Wednesday 6 August 2008
Certificate fun and how Mozilla can help
Yay! Certificates are the latest hot topic. I had a discussion about this with a few people back at the RMLL because lots of users there were complaining about it. I have no strong opinion on this myself, but it strikes me that Mozilla could help here.
The worst problem is self-signed certificates, which are especially common in our free software world. People have commented that using CAcert should help, but as long as the CAcert root certificates are not installed by default with your browser, this won't help much. And it seems this is not going to happen (well, at least for Firefox) because of Mozilla's CA certificate policy. I guess other browsers have a similar policy, and the policy itself probably makes some sense.
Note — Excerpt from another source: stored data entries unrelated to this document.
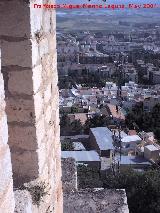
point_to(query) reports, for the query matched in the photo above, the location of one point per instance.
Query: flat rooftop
(134, 160)
(152, 147)
(131, 138)
(103, 137)
(81, 156)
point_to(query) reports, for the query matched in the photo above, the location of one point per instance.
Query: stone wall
(29, 66)
(6, 181)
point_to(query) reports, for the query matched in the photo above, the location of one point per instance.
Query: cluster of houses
(89, 101)
(104, 149)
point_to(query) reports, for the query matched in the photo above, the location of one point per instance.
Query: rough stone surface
(6, 181)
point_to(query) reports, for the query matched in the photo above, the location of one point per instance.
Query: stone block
(20, 82)
(17, 23)
(22, 138)
(38, 104)
(20, 110)
(25, 166)
(17, 53)
(37, 77)
(3, 130)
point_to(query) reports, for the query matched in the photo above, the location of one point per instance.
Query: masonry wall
(29, 66)
(6, 181)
So what can Mozilla do? Let's look at the Mozilla Manifesto (which seems to be offline at the moment -- but you can look at the archived version). The fourth principle is related to this issue and reads as
Individuals' security on the Internet is fundamental and cannot be treated as optional.. And then in the Mozilla Foundation pledge, you can read
use the Mozilla assets (intellectual property such as copyrights and trademarks, infrastructure, funds, and reputation) to keep the Internet an open platform. Can you see where I'm heading?
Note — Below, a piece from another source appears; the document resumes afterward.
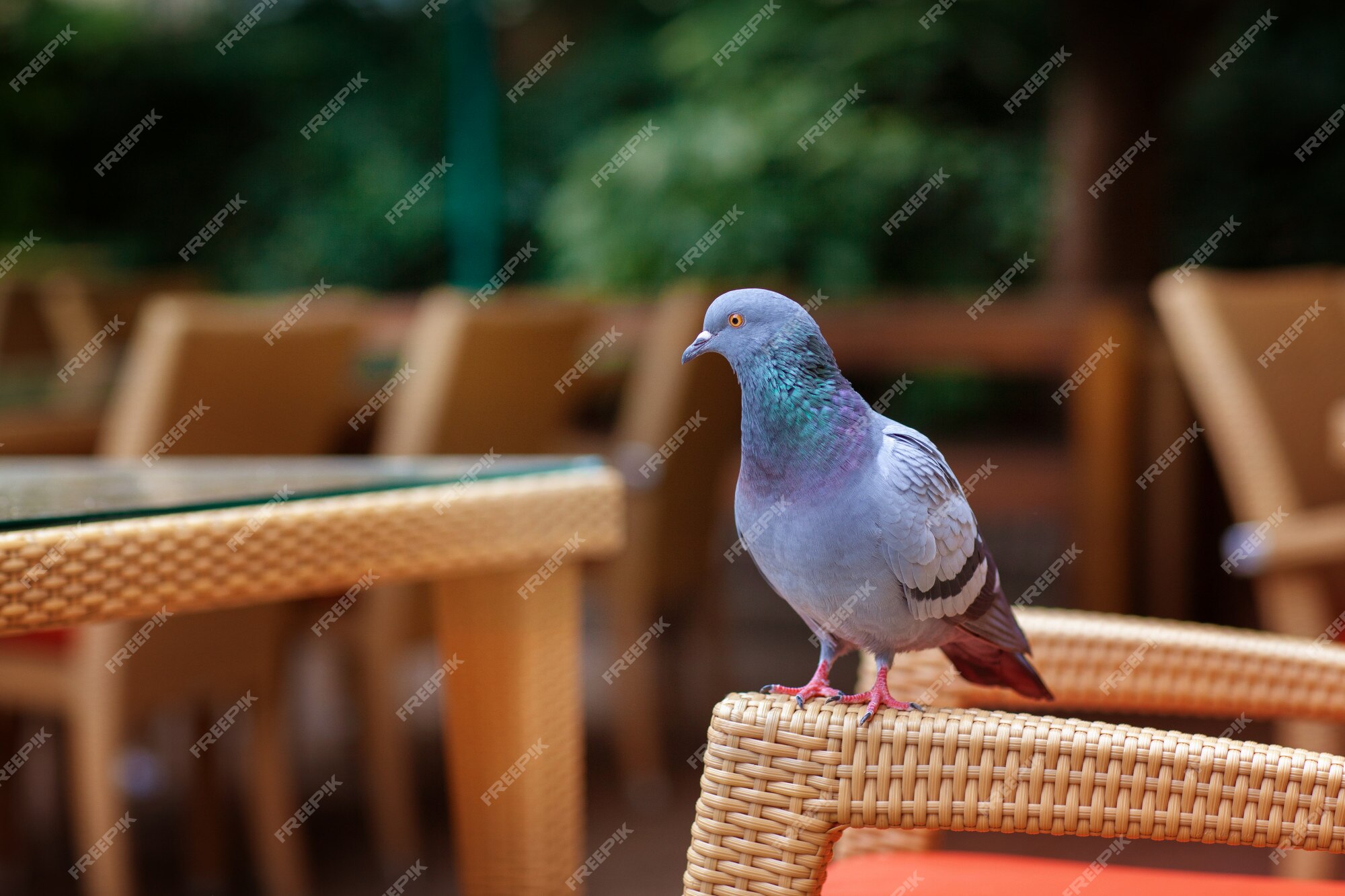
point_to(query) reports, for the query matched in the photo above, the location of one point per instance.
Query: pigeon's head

I believe the Mozilla Foundation could use some of its assets to be a certificate authority that operates in a compitable way with its own CA certificate policy. It would offer this service to non-commercial entities that respects some criteria. I'm not going to put a list of potential criteria here, but I guess many free software projects would qualify and would benefit of this. This would fix what Chris highlights in his post, ie, the fact that it affects the free software community more than others. And it would also help improve the user experience web, which is one of Mozilla's missions.